Datenübermittlung nach China von TikTok
Die DPC stellte fest, dass Mitarbeitende von TikTok in China per Fernzugriff auf personenbezogene Daten von Nutzer*innen aus EU-Ländern zugreifen konnten. Ein solcher Fernzugriff aus einem Drittland gilt im Sinne der DSGVO als Datenübermittlung.
Obwohl TikTok EU-Standardvertragsklauseln (SCCs) abgeschlossen und ein Transfer Impact Assessment (TIA) durchgeführt hatte, kam die Untersuchung der DPC zu dem Schluss, dass das Unternehmen kein mit der DSGVO vergleichbares Schutzniveau gewährleisten konnte.

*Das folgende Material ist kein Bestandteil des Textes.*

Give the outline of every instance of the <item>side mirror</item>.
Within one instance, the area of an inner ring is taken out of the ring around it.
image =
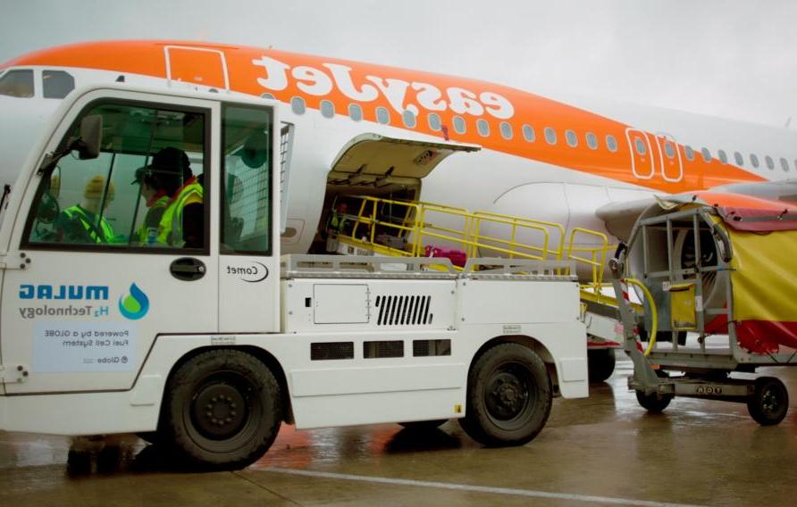
[[[103,117],[99,114],[89,114],[80,121],[80,137],[72,148],[78,150],[80,160],[95,159],[99,156],[102,140]]]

TikTok betonte, niemals Anfragen chinesischer Behörden zu europäischen Nutzerdaten erhalten oder entsprechende Daten weitergegeben zu haben. Aus Sicht der DPC reichen solche Erklärungen jedoch nicht aus: Der Schutz personenbezogener Daten endet nicht mit Absichtserklärungen – entscheidend ist, ob ein tatsächlicher Zugriff durch Dritte wirksam ausgeschlossen und rechtlich abgesichert ist.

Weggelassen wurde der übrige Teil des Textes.